Au temps de l’apartheidLa face militaire sombre du passé de Mike Horn
«Temps Présent» a cherché à en avoir le cœur net sur le passé de l’aventurier installé en Suisse. Il faisait partie d’une unité d’élite de l’armée sud-africaine réputée pour éliminer les insurgés namibiens.
- par
- Eric Felley
Mike Horn l’aventurier, tout le monde en a entendu parler. Mais qui connaît la jeunesse de cet homme d’origine sud-africaine, qui est descendu l’Amazone à la nage, qui a parcouru la ligne équatoriale ou marché jusque dans l’Arctique. «Temps Présent» a voulu connaître la vérité sur ce personnage qui habite à Château-d’Œx dans le canton de Vaud depuis une trentaine d’années, «la gloire du Pays-d’Enhaut», comme il est dit dans l’introduction.

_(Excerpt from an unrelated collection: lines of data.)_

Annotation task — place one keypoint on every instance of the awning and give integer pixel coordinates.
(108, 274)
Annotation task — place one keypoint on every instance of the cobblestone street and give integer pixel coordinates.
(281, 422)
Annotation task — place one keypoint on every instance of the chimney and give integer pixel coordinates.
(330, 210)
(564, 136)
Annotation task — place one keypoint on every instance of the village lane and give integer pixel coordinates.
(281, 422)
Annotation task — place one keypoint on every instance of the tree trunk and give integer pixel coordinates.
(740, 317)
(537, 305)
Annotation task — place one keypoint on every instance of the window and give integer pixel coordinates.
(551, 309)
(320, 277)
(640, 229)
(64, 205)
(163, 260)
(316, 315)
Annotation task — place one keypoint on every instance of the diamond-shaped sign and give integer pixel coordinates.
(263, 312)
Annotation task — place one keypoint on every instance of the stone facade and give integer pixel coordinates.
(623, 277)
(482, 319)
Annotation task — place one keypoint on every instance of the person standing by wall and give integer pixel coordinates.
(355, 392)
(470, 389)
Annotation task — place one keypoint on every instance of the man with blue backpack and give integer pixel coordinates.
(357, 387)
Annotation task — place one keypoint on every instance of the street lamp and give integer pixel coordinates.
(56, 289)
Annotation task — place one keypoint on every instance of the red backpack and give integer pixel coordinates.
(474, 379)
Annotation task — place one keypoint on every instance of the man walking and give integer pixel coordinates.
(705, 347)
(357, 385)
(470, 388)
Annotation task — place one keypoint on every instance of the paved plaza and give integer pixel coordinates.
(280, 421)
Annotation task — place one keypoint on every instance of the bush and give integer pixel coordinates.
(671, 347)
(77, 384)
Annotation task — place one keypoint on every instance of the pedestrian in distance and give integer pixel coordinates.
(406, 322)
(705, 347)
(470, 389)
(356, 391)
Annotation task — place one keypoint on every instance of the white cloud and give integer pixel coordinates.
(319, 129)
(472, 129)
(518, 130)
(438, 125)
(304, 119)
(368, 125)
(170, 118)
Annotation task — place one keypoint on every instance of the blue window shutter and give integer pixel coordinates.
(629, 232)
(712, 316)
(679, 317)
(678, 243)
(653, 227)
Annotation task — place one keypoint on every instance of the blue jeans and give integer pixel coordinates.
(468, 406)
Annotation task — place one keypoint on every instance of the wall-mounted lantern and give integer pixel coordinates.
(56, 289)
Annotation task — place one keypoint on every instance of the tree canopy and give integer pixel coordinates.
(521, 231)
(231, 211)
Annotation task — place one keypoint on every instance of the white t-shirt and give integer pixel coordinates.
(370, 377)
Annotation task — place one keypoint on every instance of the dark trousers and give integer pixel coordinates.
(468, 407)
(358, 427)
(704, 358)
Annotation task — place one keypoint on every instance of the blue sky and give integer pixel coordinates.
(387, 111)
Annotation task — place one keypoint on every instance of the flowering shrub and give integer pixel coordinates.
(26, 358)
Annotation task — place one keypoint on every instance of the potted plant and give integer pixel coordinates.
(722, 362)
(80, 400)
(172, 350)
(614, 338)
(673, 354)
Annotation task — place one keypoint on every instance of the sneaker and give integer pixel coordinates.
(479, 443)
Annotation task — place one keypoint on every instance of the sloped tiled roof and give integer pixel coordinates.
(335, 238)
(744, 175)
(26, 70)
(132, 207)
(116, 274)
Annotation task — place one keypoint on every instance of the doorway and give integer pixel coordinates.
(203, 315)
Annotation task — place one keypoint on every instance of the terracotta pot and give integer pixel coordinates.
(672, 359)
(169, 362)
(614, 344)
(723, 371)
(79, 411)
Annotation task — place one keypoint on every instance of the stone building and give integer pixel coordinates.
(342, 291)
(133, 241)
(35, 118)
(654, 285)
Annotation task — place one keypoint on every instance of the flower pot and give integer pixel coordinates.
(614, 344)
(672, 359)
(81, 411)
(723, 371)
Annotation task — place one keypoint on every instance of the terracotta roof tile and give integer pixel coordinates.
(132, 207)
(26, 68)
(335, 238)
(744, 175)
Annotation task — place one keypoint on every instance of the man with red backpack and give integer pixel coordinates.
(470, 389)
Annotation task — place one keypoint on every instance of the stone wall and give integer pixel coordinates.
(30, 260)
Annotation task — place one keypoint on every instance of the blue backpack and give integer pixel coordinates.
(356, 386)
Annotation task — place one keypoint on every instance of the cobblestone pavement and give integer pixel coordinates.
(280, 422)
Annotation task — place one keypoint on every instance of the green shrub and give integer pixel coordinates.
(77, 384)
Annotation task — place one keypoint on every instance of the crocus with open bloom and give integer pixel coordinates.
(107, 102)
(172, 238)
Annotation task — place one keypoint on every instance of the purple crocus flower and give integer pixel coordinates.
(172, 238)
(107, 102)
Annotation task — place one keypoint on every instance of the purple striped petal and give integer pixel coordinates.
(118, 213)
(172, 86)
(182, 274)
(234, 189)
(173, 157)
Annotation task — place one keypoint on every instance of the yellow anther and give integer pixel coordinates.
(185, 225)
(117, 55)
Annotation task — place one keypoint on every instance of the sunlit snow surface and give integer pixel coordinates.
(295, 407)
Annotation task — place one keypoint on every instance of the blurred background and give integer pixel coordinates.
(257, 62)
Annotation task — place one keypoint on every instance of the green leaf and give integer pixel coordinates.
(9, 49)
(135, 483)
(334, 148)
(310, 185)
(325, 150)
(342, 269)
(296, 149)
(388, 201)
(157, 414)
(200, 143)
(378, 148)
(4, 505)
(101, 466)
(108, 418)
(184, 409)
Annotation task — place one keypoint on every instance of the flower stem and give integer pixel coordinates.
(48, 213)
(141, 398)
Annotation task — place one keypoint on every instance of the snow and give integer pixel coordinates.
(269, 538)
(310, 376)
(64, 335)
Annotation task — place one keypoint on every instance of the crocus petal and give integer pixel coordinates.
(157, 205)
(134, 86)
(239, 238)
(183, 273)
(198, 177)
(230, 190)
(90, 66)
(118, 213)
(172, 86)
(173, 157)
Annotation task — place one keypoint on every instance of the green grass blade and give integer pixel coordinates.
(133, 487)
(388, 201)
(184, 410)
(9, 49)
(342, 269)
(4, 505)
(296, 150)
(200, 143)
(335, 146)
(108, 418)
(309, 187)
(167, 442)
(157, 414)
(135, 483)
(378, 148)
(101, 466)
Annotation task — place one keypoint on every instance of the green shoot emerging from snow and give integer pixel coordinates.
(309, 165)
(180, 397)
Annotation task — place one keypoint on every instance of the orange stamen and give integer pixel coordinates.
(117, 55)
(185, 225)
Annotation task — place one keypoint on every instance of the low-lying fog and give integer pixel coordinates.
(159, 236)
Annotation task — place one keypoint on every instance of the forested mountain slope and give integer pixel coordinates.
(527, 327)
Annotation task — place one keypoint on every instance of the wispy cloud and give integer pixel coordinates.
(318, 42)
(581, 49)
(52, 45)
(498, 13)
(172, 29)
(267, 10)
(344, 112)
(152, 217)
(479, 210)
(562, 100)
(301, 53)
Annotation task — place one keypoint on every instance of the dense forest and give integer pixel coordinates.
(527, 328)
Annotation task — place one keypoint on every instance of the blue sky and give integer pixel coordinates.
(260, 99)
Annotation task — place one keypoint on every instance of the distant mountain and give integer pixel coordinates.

L’aventurier a certes déjà évoqué l’époque où il avait combattu en Afrique du Sud. Mais l’émission «Temps Présent» a voulu en avoir le cœur net. Son enquête s’est orientée sur ce qui s’est passé dans le nord de la Namibie dans les années 80, où le pays était une colonie de l’Afrique du Sud en lutte pour son indépendance. En 1986, Mike Horn a 19 ans et il fait son service dans le bataillon 101, une unité d’élite réputée pour son efficacité. «Temps Présent» a retrouvé un de ses supérieurs hiérarchiques, Waal de Waal, qui le définit alors comme «un accroc à l’adrénaline».
«Des choses désagréables»
Un ancien compagnon d’armes explique que son passage parmi les «101» a sans aucun doute forgé son caractère pour la suite. Envoyé en service au nord de la Namibie, Mike Horn se retrouve face aux insurgés de la SWAPO. Le bataillon 101 est une unité de contre-insurrection «spécialisée dans la traque et l’élimination de l’ennemi». Waal de Waal dit qu’on les avait appelés alors le «bataillon d’assassins». Et d’ajouter: «C’était la guerre, forcément, il y a des choses désagréables». Notamment le fait qu’avec leur véhicule, les Casspir, les soldats du bataillon 101 roulaient sur leurs ennemis.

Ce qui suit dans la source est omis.